One of the most profound, fun, and engaging techniques for creating an attractive service or product design is oddly focused on the exact opposite: Designing for Awful.
How to use this
This strategy is as simple as it is effective. When workshopping ideas allot some time to have participants develop ideas and designs for the worst possible version of the thing they are designing.
This is a flip of a traditional ideation session where people try to develop suggestions for what to focus on, whom, and what the best use of resources might be. In Designing for Awful, we do the opposite. It is used usually in tandem with ideation sessions that are focused on surfacing ideas in general.
This can be used to frame a service, product or describe the experience of doing something like a survey or participating in an event. It’s a simple, fun, and sometimes counter-intuitive way to surface assumptions, biases, and qualities in what we want, need and don’t want in our design.
Like any ideation-focused exercise, it must be managed appropriately. Individuals need to feel safe in surfacing ideas, free to discuss them, and preferably, offer an opportunity to share at least some of them anonymously. People generally have a lot of fun with this simple exercise.
The benefits of this are many.
Firstly, it focuses on the things we tend to avoid — unpleasant feelings, experiences, or sensation — and thus, might be missed in consideration of our design.

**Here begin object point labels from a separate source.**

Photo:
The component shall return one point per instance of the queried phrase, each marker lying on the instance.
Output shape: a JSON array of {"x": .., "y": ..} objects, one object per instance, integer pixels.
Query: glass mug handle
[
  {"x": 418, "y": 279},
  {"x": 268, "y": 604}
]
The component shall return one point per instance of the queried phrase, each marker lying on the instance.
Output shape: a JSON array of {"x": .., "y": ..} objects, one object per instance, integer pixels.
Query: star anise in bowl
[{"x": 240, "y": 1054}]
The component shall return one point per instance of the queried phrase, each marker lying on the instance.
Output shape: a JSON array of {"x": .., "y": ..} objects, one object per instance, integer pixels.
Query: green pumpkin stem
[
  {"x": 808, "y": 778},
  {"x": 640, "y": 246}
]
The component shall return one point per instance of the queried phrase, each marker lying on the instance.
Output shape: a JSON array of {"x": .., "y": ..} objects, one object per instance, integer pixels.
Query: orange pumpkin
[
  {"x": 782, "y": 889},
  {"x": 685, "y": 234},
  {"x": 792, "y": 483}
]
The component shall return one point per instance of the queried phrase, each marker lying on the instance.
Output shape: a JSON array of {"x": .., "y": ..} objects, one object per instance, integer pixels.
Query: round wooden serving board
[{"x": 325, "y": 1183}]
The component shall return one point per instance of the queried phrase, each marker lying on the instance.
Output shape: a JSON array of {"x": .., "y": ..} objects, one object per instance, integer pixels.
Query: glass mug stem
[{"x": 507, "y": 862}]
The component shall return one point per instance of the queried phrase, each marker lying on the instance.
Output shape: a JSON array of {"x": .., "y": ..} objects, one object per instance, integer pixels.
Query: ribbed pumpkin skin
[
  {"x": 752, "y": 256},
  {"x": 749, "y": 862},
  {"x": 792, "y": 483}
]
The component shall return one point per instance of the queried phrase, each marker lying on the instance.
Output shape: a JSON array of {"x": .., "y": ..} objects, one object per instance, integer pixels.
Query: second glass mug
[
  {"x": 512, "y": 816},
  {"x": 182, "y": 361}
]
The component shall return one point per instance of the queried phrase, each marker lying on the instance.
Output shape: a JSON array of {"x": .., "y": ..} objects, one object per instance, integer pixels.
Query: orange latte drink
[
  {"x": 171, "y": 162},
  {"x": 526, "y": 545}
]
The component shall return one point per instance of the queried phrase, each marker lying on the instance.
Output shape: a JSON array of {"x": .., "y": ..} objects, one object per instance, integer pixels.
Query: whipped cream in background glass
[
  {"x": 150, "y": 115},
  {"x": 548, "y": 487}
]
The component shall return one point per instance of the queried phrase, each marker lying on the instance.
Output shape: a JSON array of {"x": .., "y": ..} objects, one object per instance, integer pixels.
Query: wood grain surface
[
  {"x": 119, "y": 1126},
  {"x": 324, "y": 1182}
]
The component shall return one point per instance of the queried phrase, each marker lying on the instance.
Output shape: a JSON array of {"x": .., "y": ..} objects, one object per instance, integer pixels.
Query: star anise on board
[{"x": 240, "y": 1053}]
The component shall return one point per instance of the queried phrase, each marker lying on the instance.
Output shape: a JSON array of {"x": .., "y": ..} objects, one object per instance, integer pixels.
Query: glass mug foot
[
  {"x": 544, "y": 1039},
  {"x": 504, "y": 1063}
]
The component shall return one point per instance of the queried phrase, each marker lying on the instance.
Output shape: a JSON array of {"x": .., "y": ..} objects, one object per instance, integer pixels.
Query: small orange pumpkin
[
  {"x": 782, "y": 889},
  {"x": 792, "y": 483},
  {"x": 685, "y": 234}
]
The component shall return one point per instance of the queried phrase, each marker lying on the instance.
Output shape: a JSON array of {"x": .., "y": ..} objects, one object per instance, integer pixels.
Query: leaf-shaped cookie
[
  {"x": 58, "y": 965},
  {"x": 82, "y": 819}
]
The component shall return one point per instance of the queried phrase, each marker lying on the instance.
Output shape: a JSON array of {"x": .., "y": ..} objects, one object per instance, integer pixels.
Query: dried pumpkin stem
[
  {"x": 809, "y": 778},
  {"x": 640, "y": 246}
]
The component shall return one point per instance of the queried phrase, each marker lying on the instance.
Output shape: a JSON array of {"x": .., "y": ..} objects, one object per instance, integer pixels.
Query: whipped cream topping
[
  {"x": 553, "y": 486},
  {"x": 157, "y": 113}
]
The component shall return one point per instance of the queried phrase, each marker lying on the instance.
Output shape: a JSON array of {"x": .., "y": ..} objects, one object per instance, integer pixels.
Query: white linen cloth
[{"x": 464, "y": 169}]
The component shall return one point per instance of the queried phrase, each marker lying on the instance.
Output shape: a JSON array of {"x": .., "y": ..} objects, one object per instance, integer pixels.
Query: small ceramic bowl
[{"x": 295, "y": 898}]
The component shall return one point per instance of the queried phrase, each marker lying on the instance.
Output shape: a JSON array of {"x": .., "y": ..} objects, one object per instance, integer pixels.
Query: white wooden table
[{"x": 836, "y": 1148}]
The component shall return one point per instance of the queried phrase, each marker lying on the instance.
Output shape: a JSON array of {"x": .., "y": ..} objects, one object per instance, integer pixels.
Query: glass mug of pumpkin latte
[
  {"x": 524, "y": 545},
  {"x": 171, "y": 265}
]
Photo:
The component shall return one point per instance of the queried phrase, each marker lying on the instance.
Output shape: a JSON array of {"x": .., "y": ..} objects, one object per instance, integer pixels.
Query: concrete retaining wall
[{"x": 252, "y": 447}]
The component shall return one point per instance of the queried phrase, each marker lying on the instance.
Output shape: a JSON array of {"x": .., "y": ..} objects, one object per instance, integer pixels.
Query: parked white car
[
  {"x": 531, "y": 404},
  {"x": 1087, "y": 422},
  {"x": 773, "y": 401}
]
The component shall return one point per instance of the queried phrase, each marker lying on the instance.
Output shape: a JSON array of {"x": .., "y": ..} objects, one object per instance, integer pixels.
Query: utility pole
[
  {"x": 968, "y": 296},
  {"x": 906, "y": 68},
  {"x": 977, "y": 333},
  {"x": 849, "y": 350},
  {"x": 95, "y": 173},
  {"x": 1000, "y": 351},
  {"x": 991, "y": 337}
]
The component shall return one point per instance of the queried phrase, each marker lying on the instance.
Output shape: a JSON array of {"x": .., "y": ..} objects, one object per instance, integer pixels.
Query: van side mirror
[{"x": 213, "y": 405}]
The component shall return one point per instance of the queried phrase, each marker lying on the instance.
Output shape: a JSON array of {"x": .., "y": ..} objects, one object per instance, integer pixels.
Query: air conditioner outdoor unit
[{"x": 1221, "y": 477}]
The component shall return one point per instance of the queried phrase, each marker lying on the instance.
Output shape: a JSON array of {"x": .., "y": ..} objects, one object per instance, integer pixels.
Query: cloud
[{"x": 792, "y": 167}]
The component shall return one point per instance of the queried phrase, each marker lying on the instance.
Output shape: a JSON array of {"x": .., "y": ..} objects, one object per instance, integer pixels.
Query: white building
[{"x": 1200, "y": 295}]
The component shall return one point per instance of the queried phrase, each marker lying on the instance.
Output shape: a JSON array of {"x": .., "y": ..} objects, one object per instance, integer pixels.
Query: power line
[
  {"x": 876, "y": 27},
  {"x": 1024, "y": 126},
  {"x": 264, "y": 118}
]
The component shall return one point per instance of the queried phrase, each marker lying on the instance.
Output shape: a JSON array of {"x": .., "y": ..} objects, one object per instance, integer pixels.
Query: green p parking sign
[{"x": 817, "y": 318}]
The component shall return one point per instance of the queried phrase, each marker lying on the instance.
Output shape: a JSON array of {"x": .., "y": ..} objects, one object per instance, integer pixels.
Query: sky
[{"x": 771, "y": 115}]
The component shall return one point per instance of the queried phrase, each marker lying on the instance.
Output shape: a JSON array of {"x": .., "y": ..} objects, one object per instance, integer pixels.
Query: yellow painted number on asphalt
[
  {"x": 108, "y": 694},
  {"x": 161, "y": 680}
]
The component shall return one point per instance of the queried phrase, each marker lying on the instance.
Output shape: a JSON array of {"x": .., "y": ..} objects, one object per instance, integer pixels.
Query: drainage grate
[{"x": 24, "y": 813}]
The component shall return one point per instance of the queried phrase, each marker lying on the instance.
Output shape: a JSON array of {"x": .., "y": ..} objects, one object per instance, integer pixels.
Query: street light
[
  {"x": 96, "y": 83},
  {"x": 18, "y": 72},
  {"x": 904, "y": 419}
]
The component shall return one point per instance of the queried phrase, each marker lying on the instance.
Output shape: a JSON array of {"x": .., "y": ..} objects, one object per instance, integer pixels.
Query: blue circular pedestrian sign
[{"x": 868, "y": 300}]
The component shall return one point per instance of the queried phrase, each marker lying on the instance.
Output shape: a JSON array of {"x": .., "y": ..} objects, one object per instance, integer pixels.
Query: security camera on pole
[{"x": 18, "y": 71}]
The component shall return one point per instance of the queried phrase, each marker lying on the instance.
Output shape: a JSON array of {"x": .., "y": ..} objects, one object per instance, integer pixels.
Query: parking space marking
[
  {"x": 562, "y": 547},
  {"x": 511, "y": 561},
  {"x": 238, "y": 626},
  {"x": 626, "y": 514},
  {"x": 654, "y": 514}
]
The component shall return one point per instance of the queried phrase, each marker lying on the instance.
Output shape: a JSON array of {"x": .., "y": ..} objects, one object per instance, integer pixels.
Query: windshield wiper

It also overcomes an optimism bias. Design is largely a positive-oriented practice where we look to solve problems, not make them. Designing for Awful helps us to move around this bias by looking at what is not addressed.
This approach is also excellent for helping surface values in practice and in specific terms. To illustrate, it’s one thing to speak in a positive or affirmative tone such as a statement like “we value inclusivity.” Designing for Awful could lead us to be specific “Our service is inaccessible to someone with a mobility disability” or “it is sexist” or “our product can only be used by people who are right-handed.” By surfacing what makes something not work we are better able to see what will.
This approach is also excellent in helping, paradoxically, surface what we want by framing things in terms we don’t want. How often have you met someone who first tells you what they don’t want in something before they get to describing what they want?
This allows people to have a little fun and we find that some people are more bold and assertive with their creativity in the negative, than the positive and this technique lets that come out.
Lastly, the exercise can be a useful way to surface who needs to be at the table moving forward. We find that the need for having the voices of certain individuals, groups, roles, or departments in the discussion is better clarified when we consider how bad things would be without them.
Try this out at your next design session or team meeting as part of a check-in and you might find some laughs and some deep insight along with it.